# Do betta fish like lots of foliage? Advice.



## zaichev (Jan 19, 2012)

I'm sort of torn between adding some larger plants and leaving the space open. Do bettas like places to hide or open space more? I bought a larger tank and am worried about crowding it, as it is really crowded already.


----------



## scootshoot (Oct 11, 2010)

That tank looks divided? If so looks just fine


----------



## thekoimaiden (Oct 19, 2011)

In general, fish like cover. Just ask a fisherman where the best place to drop a line is. 

IMO, you could use a bit more plants/cover in there. If the plants you have now are live plants, when they grow in plant them along the back wall. It will give your guys the most space while still allowing for some cover. You could also plant them along half of the divider to give your boys some rest from each other.


----------



## Bombalurina (Oct 10, 2011)

A betta's natural habitat is densely planted, so the more cover the better.  As long as they can still swim, they will be happy.


----------



## snowtail (Dec 2, 2011)

That's a great tank, where did you get it, if you don't mind me asking?
Thanks!


----------



## copperarabian (Apr 27, 2011)

snowtail said:


> That's a great tank, where did you get it, if you don't mind me asking?
> Thanks!


It's the 2.5g aquarium from walmart, it's pretty cool


----------



## Laki (Aug 24, 2011)

does it come with a divider? (*here I'm rubbing my hands together maliciously*)


----------



## snowtail (Dec 2, 2011)

Thanks!!!


----------



## fishy friend2 (Aug 28, 2011)

That little plant that you have right now is non aquatic


----------



## kfryman (Nov 7, 2011)

The one on the left is not trully aquatic, the one on the right though is actually a type of java fern, I think, I know it is aquatic though..


----------



## Slybarman (May 20, 2011)

My tank is somewhat cluttered up, but my fish seems happy, so . . . 
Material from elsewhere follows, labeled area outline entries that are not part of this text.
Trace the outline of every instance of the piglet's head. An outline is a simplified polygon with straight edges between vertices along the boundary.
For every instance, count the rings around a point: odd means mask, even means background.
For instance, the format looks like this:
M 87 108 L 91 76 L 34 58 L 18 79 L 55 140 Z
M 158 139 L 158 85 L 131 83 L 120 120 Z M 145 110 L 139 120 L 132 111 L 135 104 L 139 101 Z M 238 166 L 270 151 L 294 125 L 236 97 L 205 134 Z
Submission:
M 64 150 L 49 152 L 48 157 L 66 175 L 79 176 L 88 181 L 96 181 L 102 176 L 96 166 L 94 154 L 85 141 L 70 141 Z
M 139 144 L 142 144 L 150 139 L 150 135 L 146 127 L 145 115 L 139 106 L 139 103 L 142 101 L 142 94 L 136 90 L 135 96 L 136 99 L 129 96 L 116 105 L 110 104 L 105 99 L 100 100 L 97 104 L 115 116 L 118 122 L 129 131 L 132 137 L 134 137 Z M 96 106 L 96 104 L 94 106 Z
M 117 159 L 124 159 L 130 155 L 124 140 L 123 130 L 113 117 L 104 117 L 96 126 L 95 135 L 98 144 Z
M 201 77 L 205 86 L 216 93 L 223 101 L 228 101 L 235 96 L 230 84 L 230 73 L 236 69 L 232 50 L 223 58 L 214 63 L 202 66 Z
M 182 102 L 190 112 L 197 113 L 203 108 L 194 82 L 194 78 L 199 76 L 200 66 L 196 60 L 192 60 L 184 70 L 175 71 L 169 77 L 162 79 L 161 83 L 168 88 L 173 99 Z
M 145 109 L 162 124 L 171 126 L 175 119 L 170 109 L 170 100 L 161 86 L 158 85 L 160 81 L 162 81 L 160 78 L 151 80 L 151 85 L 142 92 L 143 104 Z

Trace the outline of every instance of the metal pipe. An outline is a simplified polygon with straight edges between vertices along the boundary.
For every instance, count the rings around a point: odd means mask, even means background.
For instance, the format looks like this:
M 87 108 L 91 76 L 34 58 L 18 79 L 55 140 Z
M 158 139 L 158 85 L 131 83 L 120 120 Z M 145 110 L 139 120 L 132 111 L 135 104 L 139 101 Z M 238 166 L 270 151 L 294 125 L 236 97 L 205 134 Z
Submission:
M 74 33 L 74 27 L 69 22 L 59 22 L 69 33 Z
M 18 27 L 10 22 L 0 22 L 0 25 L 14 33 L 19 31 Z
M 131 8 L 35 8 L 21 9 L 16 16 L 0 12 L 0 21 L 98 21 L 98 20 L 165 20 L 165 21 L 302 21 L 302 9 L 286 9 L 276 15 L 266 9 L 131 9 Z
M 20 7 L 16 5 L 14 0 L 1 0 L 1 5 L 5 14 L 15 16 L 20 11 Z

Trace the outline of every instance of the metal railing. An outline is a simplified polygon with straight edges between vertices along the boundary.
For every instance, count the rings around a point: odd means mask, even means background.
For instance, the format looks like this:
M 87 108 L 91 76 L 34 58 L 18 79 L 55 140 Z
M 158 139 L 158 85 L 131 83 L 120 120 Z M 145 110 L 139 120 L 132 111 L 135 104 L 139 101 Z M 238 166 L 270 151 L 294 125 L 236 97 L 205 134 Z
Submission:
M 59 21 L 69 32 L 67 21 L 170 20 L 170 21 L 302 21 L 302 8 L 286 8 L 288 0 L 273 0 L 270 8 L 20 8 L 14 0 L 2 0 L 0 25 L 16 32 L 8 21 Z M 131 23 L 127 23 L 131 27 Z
The ornament at least is hollow and he can swim through the top too. It gives him a good place to hide out and feel safe.


----------



## AzureFish (Dec 30, 2011)

Cool Spongebob pineapple. Love it.


----------



## LunaticFringeInc (Jan 29, 2012)

Looking at your set up that you posted I think you have plenty of room for a plant on each side. There are a number of species of plants that you may find to be an appropriate choice for your tank without crowing things too much. Its all about what you choose and where you put it. Properly thought out, there will be room left for your boys to strut their stuff and put on a good display for your veiwing pleasure. JMHO...


----------